Although MarginMatch shows an improvement over the supervised baseline, it still obtains worse results than FixMatch LS and FixMatch. A similar in-depth analysis is provided in Section 6.
The Multihead Co-Training approach obtains better results than MarginMatch but still underperforms compared to FixMatch. The main problem with this approach is that during training, as the heads make more confident predictions, they collapse into each other and more than 99.8 % of the unlabeled data are included in the unsupervised loss.
Analyzing the results of our proposed method, we see that all four Multihead APM variants stand at the top of the ranking. In particular, Multihead APM Agree and Multihead APM Agree No Low obtain the most promising results, with the latter performing slightly better. The dominance of the methods using the APM for both agreements and disagreements over those that use it just for disagreements can be easily explained. The problem with the classical Multihead Co-Training approach was the excessive usage of unlabeled data (i.e., the failure to filter out irrelevant samples). Adding an additional check on the APM threshold for the agreements limits the number of pseudo-labeled samples that the model will use. In particular, our proposed quantile value of 5 % uses approximately 95 % of the unlabeled dataset in the late-stage training process.
For comparison, Multihead APM Agree No Low achieves some impressive results, improving the accuracy of MMBT Supervised Aug by 2.84 % and the weighted F1 score by 2.81 % . Compared to FixMatch, we managed to increase the accuracy by 1 % and the weighted F1 score by 1.01 % . If we compare our results with those of Sirbu et al. [6], we can see that our algorithm has improved the accuracy of the best proposed model by 1.05 % and the F1 score by 1.45 % . This is particularly impressive since all of our experiments have used a labeled-to-unlabeled ratio of μ = 3 , whereas Sirbu et al. [6] used μ = 7 . A lower μ means that fewer unlabeled data are passed through the model during each iteration, resulting in faster training and more efficient memory usage. However, this may hinder the model from achieving its full potential, as demonstrated by Sirbu et al. [6].

5.2. Informative Task

For the Informative task, the relative rankings of MMBT Supervised Aug, FixMatch, and FixMatch LS are the same as for the Humanitarian task, with FixMatch LS outperforming FixMatch and both surpassing MMBT Supervised Aug.
For FlexMatch and FreeMatch, we can see that the results relative to other approaches are much better compared to the Humanitarian task. The more balanced class distribution of the Informative dataset played an important role in obtaining these results. While FlexMatch ranks between FixMatch and FixMatch LS, FreeMatch manages to slightly outrank FixMatch LS judging by the F1 score.
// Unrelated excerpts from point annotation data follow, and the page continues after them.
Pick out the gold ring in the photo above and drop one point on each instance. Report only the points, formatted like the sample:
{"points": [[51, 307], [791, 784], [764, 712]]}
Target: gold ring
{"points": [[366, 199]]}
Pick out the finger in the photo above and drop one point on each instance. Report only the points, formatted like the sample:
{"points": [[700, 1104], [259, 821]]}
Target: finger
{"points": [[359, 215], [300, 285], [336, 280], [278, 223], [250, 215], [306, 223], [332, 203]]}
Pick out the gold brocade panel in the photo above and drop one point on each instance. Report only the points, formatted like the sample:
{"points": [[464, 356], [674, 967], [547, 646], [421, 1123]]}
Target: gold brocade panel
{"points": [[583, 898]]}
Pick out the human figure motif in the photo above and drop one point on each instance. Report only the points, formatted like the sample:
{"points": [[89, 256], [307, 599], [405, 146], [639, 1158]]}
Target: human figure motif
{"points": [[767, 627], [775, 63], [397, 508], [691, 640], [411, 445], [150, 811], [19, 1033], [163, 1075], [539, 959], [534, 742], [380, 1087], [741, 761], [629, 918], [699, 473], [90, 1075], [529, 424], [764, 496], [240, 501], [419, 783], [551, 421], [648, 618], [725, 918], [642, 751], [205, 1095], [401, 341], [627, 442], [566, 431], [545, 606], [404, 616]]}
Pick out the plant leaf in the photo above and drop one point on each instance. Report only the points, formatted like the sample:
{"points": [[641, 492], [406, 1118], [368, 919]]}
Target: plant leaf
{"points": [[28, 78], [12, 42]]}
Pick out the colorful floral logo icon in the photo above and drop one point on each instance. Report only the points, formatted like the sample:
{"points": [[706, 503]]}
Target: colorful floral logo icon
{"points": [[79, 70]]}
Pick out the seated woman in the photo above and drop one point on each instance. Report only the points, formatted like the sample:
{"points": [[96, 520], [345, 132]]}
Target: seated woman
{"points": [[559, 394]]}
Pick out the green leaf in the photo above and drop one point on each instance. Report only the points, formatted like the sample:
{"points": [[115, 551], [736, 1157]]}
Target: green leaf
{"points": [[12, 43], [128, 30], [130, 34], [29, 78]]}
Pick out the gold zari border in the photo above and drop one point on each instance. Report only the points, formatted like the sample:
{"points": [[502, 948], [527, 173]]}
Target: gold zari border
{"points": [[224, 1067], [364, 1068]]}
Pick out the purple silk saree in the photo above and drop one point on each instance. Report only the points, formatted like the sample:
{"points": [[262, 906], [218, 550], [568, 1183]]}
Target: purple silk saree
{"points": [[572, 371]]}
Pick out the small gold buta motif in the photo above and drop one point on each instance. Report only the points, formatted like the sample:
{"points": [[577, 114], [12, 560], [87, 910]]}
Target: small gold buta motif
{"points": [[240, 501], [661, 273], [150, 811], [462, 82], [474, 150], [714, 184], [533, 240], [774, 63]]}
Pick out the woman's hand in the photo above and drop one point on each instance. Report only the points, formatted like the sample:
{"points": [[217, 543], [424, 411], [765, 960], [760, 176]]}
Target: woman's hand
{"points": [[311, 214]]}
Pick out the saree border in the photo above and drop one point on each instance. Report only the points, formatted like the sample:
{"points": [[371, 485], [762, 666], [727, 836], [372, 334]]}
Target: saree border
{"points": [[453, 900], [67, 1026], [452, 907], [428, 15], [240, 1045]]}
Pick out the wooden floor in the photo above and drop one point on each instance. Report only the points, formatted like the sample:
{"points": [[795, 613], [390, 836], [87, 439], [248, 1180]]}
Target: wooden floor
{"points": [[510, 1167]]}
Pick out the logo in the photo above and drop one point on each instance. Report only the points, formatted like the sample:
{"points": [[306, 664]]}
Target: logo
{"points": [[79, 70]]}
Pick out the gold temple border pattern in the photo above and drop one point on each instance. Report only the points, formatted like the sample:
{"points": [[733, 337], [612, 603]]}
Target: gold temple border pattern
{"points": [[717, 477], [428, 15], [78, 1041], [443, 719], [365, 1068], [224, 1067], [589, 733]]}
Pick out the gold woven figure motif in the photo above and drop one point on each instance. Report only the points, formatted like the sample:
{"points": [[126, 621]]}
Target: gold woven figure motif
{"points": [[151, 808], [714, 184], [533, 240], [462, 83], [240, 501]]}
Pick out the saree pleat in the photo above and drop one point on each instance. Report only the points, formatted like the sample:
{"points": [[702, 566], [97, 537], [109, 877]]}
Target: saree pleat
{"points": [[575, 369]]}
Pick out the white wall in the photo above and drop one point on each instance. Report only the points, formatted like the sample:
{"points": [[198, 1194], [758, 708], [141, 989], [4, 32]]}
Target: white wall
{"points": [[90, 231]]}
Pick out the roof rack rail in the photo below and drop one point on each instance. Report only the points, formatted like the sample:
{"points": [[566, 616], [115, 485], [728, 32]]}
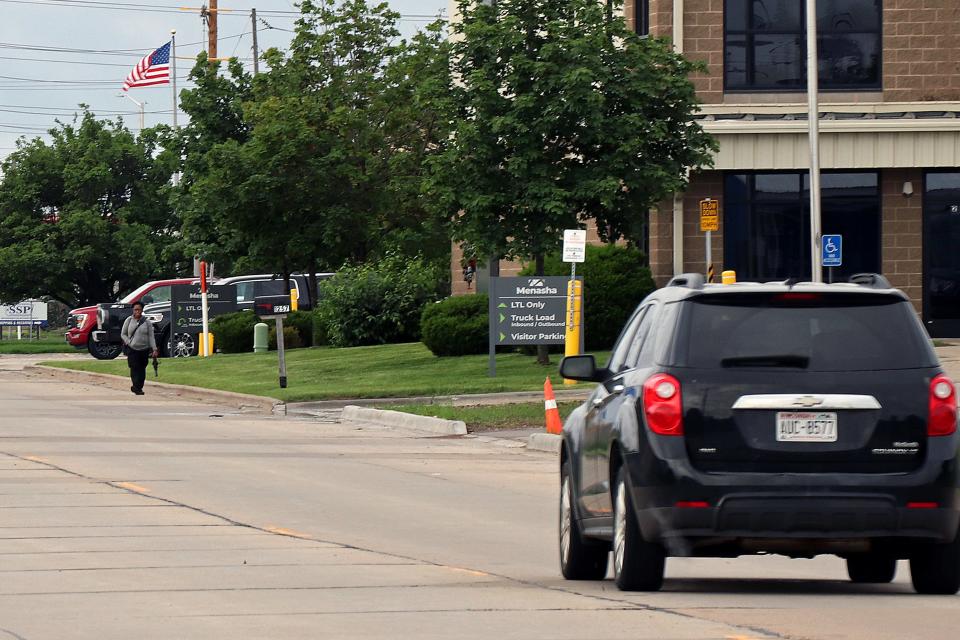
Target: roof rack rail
{"points": [[688, 280], [872, 280]]}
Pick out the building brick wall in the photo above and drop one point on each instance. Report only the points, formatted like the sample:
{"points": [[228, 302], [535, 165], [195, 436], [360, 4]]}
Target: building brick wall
{"points": [[661, 18], [703, 185], [703, 41], [902, 235], [921, 51]]}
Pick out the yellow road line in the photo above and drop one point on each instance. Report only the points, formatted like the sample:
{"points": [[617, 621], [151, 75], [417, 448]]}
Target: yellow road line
{"points": [[289, 532], [132, 487]]}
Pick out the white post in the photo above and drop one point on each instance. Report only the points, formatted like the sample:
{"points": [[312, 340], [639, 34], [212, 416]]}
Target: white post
{"points": [[813, 118], [139, 106], [709, 256]]}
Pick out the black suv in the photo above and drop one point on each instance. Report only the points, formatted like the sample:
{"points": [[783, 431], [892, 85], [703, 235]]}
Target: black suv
{"points": [[790, 418]]}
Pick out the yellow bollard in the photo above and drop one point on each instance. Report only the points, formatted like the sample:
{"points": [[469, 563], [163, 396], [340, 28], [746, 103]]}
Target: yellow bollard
{"points": [[206, 345], [574, 321]]}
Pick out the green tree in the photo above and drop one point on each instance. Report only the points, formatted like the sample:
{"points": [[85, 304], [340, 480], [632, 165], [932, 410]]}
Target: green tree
{"points": [[86, 216], [215, 108], [564, 115]]}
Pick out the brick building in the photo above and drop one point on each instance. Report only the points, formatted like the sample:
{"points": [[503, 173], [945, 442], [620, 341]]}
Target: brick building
{"points": [[890, 141]]}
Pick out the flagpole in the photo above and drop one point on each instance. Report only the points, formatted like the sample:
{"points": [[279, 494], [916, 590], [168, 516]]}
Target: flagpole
{"points": [[173, 72]]}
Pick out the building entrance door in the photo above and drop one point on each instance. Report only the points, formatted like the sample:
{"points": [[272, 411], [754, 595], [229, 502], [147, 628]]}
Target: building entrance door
{"points": [[941, 256]]}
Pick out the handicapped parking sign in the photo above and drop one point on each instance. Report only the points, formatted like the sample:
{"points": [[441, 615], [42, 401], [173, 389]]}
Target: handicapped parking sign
{"points": [[831, 253]]}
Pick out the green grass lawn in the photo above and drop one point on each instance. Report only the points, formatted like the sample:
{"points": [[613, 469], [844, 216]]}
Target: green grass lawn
{"points": [[362, 372], [49, 342], [489, 418]]}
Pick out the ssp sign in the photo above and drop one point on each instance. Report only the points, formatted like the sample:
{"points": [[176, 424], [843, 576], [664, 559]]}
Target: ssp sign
{"points": [[272, 306]]}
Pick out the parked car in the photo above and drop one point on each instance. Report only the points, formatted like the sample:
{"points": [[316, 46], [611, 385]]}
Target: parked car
{"points": [[797, 419], [181, 344], [82, 321]]}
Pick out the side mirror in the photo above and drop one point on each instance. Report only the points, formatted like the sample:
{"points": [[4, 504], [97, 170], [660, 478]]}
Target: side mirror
{"points": [[580, 368]]}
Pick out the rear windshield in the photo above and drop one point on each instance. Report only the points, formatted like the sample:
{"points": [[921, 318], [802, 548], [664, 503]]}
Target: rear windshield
{"points": [[815, 332]]}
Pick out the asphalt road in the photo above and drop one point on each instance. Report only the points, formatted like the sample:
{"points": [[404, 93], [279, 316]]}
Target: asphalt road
{"points": [[150, 517]]}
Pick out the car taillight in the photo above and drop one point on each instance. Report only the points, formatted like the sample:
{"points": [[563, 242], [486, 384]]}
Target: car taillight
{"points": [[662, 405], [942, 420]]}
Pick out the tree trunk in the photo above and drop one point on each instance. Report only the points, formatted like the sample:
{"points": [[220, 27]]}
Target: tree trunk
{"points": [[543, 351]]}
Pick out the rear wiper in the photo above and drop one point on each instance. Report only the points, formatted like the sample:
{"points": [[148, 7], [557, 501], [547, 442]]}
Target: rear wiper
{"points": [[774, 360]]}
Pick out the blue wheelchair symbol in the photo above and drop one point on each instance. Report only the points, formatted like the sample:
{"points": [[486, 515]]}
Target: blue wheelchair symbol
{"points": [[831, 254]]}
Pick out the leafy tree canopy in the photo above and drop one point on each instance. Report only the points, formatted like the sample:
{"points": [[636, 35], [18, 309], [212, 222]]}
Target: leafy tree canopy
{"points": [[323, 162], [563, 115]]}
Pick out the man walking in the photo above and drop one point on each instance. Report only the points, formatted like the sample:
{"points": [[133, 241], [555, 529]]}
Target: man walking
{"points": [[139, 344]]}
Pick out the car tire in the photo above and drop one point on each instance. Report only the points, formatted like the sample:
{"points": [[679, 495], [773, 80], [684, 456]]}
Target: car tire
{"points": [[871, 568], [637, 564], [579, 559], [103, 350], [935, 568]]}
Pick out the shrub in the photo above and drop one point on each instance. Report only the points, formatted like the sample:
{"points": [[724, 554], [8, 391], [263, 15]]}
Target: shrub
{"points": [[233, 332], [615, 280], [456, 326], [302, 321], [377, 303]]}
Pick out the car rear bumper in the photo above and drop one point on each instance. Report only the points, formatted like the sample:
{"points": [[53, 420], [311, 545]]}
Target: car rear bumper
{"points": [[924, 505]]}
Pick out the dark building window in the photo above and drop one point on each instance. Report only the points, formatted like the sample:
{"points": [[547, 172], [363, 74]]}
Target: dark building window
{"points": [[641, 17], [766, 223], [765, 45]]}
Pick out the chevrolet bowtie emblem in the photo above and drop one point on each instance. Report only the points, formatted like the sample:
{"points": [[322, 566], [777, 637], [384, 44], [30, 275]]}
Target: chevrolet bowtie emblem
{"points": [[807, 401]]}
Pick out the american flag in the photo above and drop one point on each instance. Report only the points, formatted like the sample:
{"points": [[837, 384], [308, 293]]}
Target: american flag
{"points": [[152, 70]]}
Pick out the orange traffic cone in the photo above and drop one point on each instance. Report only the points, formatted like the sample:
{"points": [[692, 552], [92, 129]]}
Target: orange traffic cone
{"points": [[554, 424]]}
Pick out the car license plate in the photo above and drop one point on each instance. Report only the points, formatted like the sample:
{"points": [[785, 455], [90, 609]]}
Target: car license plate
{"points": [[806, 427]]}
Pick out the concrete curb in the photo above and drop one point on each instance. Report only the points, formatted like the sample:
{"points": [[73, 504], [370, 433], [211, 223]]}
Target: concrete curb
{"points": [[549, 442], [229, 398], [462, 400], [400, 420]]}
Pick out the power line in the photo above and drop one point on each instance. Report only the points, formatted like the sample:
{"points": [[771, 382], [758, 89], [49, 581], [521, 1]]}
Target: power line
{"points": [[154, 8]]}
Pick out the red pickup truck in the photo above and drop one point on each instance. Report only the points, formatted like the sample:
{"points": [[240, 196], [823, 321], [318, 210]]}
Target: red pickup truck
{"points": [[81, 322]]}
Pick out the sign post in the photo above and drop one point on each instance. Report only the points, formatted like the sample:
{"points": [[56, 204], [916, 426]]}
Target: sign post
{"points": [[831, 252], [574, 251], [276, 308], [205, 336], [188, 312], [527, 311], [709, 222]]}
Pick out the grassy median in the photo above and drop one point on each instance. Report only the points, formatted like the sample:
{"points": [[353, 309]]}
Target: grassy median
{"points": [[322, 373]]}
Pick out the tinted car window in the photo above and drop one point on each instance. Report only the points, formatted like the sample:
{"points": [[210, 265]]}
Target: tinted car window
{"points": [[643, 338], [811, 331], [160, 294]]}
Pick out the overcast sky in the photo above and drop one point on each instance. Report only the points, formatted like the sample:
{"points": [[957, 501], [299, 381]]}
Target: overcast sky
{"points": [[41, 82]]}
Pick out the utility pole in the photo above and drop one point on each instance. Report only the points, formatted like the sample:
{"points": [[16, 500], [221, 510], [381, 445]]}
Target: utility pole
{"points": [[212, 31], [256, 50]]}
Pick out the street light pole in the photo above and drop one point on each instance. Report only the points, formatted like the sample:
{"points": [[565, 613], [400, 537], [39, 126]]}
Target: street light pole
{"points": [[813, 118]]}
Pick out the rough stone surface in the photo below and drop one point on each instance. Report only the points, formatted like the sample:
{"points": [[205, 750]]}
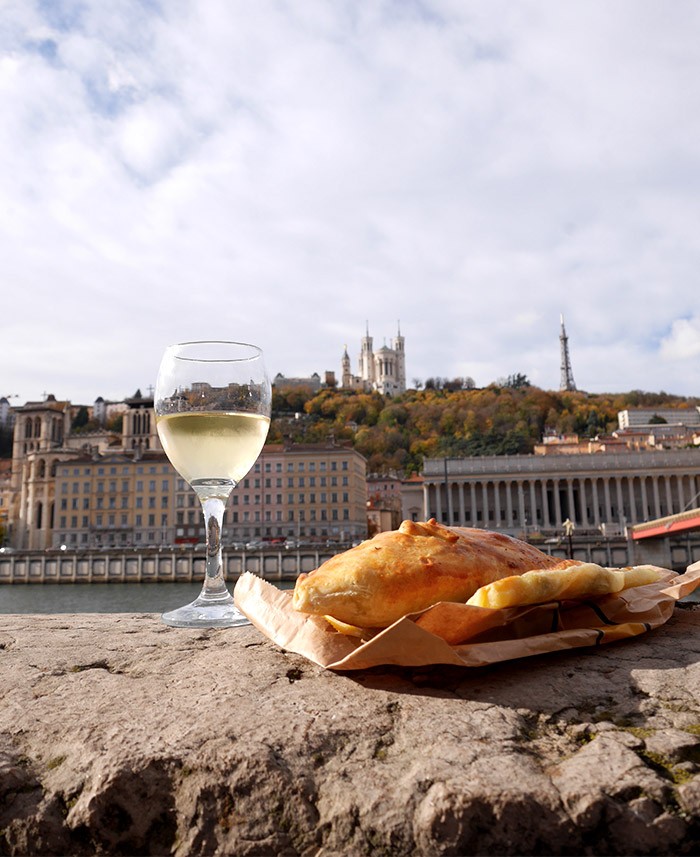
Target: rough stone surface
{"points": [[119, 735]]}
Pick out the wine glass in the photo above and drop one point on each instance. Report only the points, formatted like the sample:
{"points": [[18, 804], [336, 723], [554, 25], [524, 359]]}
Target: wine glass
{"points": [[212, 406]]}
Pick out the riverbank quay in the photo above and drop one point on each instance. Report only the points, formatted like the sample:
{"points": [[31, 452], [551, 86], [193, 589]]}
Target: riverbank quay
{"points": [[156, 565], [277, 564], [119, 735]]}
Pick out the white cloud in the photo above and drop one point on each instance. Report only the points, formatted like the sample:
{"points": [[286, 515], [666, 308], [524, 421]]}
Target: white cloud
{"points": [[244, 170], [683, 340]]}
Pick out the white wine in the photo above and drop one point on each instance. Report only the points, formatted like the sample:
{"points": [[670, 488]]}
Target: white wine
{"points": [[216, 445]]}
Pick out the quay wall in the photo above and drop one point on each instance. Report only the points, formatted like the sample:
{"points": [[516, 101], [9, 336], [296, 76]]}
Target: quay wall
{"points": [[184, 566], [150, 566]]}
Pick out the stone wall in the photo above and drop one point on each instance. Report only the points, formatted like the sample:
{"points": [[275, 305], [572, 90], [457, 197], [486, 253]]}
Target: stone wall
{"points": [[119, 735]]}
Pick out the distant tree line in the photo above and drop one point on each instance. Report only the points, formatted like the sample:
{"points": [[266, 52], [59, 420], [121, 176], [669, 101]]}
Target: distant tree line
{"points": [[451, 418]]}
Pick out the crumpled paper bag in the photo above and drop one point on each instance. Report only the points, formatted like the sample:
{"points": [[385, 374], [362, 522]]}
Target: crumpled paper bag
{"points": [[459, 634]]}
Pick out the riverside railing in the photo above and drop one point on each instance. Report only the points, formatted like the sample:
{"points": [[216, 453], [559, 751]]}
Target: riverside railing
{"points": [[126, 566]]}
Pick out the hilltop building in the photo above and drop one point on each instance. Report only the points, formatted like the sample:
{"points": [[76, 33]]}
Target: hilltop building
{"points": [[91, 487], [383, 370]]}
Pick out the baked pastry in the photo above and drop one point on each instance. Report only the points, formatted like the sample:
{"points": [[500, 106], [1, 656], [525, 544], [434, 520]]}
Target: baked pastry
{"points": [[409, 569], [556, 584]]}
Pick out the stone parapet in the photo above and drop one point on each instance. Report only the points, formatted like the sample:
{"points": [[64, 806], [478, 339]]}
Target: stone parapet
{"points": [[119, 735]]}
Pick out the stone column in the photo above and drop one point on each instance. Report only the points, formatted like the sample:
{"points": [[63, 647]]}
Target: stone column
{"points": [[533, 504], [509, 503], [657, 502], [545, 505], [582, 501], [607, 501], [570, 496], [521, 505], [645, 499], [596, 502]]}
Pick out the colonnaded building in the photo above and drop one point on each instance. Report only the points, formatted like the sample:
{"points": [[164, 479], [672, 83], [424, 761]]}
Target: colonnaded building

Meanwhile, MarginMatch provides a relatively low improvement over the supervised baseline, as it performs comparably to FixMatch.
The Multihead Co-Training approach ranks above all previously analyzed algorithms in both accuracy and F1 score. We believe that the usage of a two-class dataset with a more uniform distribution compared to the Humanitarian task helps the model achieve better performance. Even though the head collapsing problem is still present toward the end of the training process, the model can distinguish more clearly between unlabeled samples belonging to different classes and predict the pseudo-labels with higher confidence.
As expected, the Multihead APM algorithms achieve some of the best results in our benchmarks. In particular, Multihead APM Agree No Low obtains the best accuracy, precision, recall, and F1 score from all the algorithms analyzed. Compared to MMBT Supervised Aug, Multihead APM Agree No Low improves the accuracy by 1.79 % and the F1 score by 1.35 % . If we use FixMatch LS as a baseline, our algorithm enhances the accuracy by 0.85 % and the F1 score by 0.86 % .
Comparing Multihead APM Agree No Low with the results from Sirbu et al. [6], we observe that our algorithm outperforms their best model in both accuracy and F1 score. This result is particularly impressive considering that Sirbu et al. [6] uses twice as much unlabeled data per batch, which helps improve performance at the cost of higher computational resources and slower training. Furthermore, their model employs back-translation for strong text augmentation, which has shown better results than EDA for this task.

5.3. Low-Data Regimes

We employ four methods for our low-regime benchmark: MMBT Supervised Aug, FixMatch, FixMatch LS, and our proposed model that achieved the best results on the CrisisMMD classification tasks—Multihead APM Agree No Low.
The results presented in Table 3 demonstrate the dominance of semi-supervised algorithms. This is expected as only a small number of labeled samples are used during the training process. Both FixMatch and FixMatch LS outperform MMBT Supervised Aug on both the Humanitarian and Informative classification tasks. However, our custom model ranks first by a significant margin in both accuracy and F1 score. This shows that Multihead APM is even more robust in the low regime compared to the currently best solution for these tasks (FixMatch LS).
Compared to the fully supervised algorithm, Multihead APM Agree No Low improves the accuracy and F1 score by 5.35 % and 5.13 % on the Humanitarian task and by 7.98 % and 6.76 % on the Informative task. Using FixMatch LS as the baseline, considered the best model introduced by Sirbu et al. [6], our method achieves an increase in accuracy and F1 score of 2.94 % and 4.79 % on the Humanitarian task and of 2.16 % and 1.93 % on the Informative one.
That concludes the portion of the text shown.